For anyone that’s a tall task, for someone who’s never been a show runner or had his ability as a rapper questioned, it’s even more daunting. On top of that, somehow they needed to do this in 24 minutes, and if it wasn’t great and transformative it would be panned for being fake. Made by someone who wasn’t Atlanta enough, someone who wasn’t black enough…whatever that means.

How good could it be? A young black guy with a semi-successful career who walks around with a chip constantly on his shoulder was about to attempt to make something culturally important. The apprehension on the quality of the show was there perfectly encapsulating the soft bigotry of low expectations.

And then it debuted September 6 with the second episode available online. And just like the music from Atlanta.

It was lit as fuck.

atlanta
Nah but Paper Boi need to actually drop this album. Also what a 10YS photoshoot would look like.

The show follows  Glover’s character “Earn”-  an airport worker living in modern day Atlanta, giving the show the flexibility to react to our current social climate, which I’m sure will come into play this season. Like many 20 somethings he works, but that doesn’t mean he has money. He’s living in a constant state of never enough between his baby mama’s and his parents’ home. This is the star character. It’s real to the point that your initial thought is that you actually know Earn. The catalyst for the entire show revolves around a revelation of the hot new rapper on the scene, Paper Boi…who just happened to be his cousin. Earn sees this as his chance to get on, take care of his daughter, and get his light-skin ex back in one fell swoop. That’s real character motivation that anyone that’s ever envisioned winning the fame lottery can relate to in  heartbeat. You know what makes this show really work – the guy who plays Paper Boi, Brian Tyree Henry. He embodies the feel of an “on the rise” rapper to a tee and it’s outstandingly believable. I actually had to look up if he was an actual rapper and was a little bummed when I found out he wasn’t. By the way, how has no rapper named Paper Boi blown up yet? Then you listen to the song and yooooo…

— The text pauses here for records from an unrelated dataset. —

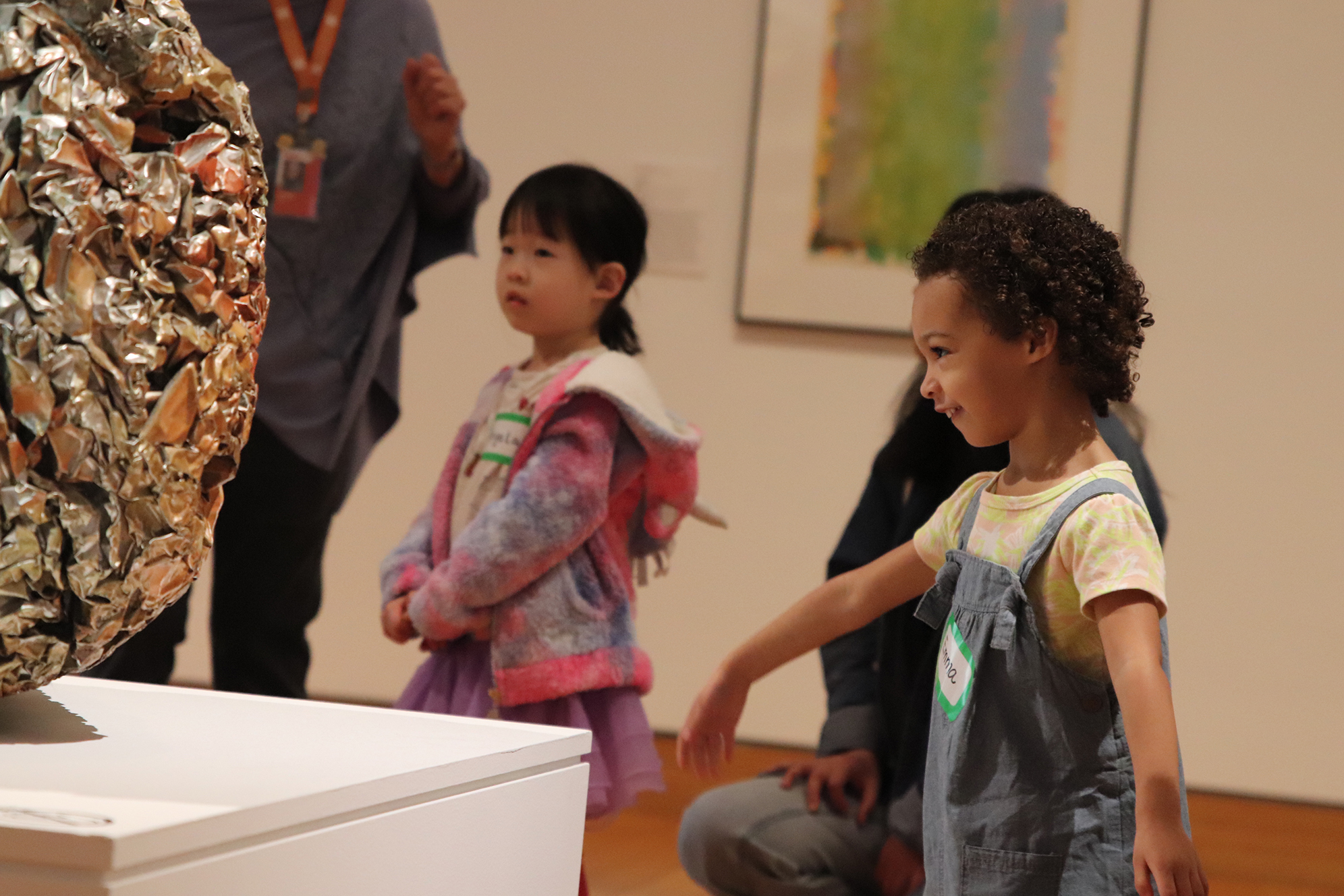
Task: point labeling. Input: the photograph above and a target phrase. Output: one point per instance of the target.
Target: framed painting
(871, 116)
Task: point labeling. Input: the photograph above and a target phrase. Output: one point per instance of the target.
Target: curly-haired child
(1053, 763)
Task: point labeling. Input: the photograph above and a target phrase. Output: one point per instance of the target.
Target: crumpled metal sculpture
(132, 298)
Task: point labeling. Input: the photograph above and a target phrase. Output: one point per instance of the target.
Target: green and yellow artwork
(925, 100)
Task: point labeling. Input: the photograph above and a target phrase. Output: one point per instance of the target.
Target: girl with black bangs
(517, 576)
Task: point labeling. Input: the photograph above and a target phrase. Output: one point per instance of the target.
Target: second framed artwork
(871, 116)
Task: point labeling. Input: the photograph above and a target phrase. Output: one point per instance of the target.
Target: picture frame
(792, 275)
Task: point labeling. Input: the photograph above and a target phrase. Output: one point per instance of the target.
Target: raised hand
(435, 105)
(706, 739)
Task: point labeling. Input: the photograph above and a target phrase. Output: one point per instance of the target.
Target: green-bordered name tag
(507, 435)
(956, 669)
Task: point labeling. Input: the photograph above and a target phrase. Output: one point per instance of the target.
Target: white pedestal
(139, 790)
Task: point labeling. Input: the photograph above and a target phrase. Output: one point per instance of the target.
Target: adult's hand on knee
(899, 868)
(856, 768)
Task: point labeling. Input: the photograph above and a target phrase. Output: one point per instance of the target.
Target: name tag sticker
(956, 669)
(507, 435)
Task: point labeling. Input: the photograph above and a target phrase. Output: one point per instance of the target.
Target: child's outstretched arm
(1132, 640)
(841, 605)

Like for real listen to this. This is podcast intro music. Every Atlanta rapper had to hear this and think I need to be on this beat. Did Metro produce this? Did Mike Will? Gonna wildly speculate and say had to be one of them.

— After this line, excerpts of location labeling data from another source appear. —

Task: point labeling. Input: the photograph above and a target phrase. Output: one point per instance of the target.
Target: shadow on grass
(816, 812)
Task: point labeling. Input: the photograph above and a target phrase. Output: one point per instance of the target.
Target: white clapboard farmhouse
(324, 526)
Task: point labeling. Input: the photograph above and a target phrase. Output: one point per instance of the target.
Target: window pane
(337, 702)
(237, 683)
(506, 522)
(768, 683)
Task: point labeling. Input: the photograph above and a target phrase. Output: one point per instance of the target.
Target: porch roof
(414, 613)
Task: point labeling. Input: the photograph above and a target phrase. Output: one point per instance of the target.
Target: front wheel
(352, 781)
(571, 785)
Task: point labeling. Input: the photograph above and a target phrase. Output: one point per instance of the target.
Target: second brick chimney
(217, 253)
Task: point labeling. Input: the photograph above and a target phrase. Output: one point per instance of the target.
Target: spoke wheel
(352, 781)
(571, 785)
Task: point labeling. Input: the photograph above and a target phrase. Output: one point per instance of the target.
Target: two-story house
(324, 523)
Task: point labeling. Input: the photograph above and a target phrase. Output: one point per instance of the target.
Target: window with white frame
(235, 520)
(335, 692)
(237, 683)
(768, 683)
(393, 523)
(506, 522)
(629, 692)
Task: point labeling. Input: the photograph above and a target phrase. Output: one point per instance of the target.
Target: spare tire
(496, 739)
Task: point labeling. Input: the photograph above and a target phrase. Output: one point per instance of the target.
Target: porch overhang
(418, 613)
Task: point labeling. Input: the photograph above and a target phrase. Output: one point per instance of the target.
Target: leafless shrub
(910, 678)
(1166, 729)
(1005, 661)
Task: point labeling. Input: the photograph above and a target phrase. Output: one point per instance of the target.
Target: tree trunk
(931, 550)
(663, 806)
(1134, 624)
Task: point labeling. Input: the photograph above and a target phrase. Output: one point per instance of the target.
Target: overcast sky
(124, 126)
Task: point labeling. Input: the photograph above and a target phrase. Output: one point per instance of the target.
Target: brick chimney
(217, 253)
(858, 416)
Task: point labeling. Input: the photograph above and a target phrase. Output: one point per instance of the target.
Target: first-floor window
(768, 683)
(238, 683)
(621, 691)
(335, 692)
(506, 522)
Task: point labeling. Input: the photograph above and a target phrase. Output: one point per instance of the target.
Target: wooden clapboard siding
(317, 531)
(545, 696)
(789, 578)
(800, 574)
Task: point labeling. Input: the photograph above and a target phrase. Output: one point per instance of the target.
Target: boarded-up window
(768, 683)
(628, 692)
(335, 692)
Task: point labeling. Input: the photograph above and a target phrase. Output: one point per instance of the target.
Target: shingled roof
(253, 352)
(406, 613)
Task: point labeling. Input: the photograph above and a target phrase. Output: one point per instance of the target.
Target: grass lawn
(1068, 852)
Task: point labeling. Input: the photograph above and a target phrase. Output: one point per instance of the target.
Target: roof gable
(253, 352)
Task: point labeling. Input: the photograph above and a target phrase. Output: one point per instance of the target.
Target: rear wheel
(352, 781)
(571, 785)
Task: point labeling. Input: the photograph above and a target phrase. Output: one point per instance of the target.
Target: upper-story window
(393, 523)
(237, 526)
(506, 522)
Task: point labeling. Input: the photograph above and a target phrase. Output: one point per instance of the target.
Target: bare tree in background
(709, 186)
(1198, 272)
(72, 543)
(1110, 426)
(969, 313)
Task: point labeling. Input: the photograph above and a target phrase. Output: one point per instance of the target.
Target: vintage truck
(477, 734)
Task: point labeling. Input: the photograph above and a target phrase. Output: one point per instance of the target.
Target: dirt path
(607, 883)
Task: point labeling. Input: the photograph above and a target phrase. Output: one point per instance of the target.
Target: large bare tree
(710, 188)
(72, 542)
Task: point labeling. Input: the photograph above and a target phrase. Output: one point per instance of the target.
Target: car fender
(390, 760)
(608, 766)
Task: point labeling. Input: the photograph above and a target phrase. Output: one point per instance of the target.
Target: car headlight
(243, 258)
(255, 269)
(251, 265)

The writers room for this show is at Glover’s home and is made of all black writers, the complete antithesis of most other TV shows. This is the black experience in Atlanta transformed into a TV show and its given the time and introspection that will make it difficult to duplicate. You won’t be able to easily appropriate this version of Atlanta.

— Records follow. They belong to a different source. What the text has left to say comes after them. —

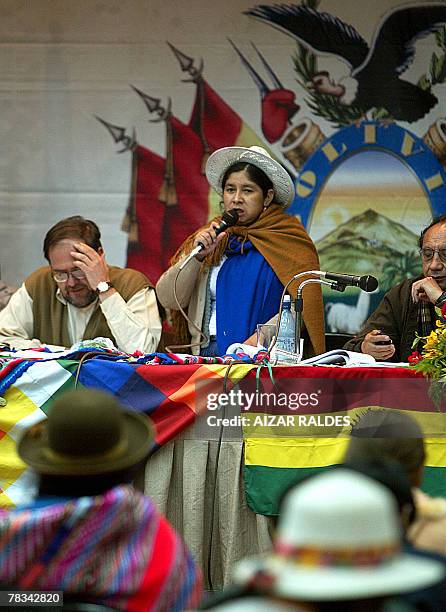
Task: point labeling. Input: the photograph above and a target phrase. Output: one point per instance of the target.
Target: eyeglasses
(428, 254)
(62, 277)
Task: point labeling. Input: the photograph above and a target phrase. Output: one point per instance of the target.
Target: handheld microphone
(228, 219)
(366, 283)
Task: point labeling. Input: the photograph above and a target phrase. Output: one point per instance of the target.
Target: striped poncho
(114, 549)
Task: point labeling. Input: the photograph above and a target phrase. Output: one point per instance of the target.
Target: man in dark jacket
(408, 308)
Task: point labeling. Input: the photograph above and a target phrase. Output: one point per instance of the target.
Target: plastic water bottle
(285, 336)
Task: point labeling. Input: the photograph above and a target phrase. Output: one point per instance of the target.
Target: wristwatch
(103, 286)
(440, 301)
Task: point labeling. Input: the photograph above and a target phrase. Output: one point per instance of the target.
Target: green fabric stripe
(434, 481)
(70, 366)
(264, 486)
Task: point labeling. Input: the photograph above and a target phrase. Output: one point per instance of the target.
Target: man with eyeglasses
(408, 308)
(80, 297)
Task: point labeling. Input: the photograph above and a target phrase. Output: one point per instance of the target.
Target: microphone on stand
(228, 219)
(366, 283)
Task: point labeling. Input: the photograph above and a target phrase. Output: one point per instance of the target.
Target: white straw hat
(222, 159)
(339, 538)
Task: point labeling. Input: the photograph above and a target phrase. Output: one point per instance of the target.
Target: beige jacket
(191, 293)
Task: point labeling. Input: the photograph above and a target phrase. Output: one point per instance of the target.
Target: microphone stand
(299, 303)
(279, 316)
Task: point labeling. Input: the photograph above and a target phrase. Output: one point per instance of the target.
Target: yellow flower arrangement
(431, 360)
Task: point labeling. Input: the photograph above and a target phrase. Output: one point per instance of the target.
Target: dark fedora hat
(87, 432)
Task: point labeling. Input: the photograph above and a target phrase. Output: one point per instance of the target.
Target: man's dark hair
(435, 221)
(255, 174)
(73, 227)
(387, 434)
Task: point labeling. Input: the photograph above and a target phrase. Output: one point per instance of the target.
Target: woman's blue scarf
(248, 293)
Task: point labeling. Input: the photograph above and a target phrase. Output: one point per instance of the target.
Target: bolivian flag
(284, 445)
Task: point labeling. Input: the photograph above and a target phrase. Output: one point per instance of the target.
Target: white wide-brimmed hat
(222, 159)
(338, 538)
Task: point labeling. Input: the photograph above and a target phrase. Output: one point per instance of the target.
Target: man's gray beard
(91, 296)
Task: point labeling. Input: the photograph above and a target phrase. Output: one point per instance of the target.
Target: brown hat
(87, 432)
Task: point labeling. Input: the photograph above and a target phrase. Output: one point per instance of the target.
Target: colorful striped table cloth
(168, 394)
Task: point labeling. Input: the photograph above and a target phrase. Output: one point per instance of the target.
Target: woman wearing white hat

It’s not a 30 second dance video on Instagram or just a southern drawl. Living here in The Bahamas I’ve always wished we had a version of this that truly addressed what it was like living here  in real time and that spoke to social issues we dare not say in polite conversation. So yeah it was inspiring to watch and like I’ve said, I’m typically not a huge fan of the 30 minute format. Being great at it is rarified air. Just ask Seinfeld, Curb, Veep, Masters of None, Martin, South Park. Be funny, relevant, speak to real issues and provide drama. That’s asking for greatness without a net. If this show can do that for Glover, for Hip-Hop for Atlanta then this show would be more than just a television show and Glover knows that.

In one of his more infamous freestyles you hear his creativity coming from a place of almost sounding stifled and shackled.

Not anymore, now he has his shot at real greatness.

Go to Atlanta. Listen to Childish Gambino and Stay Woke.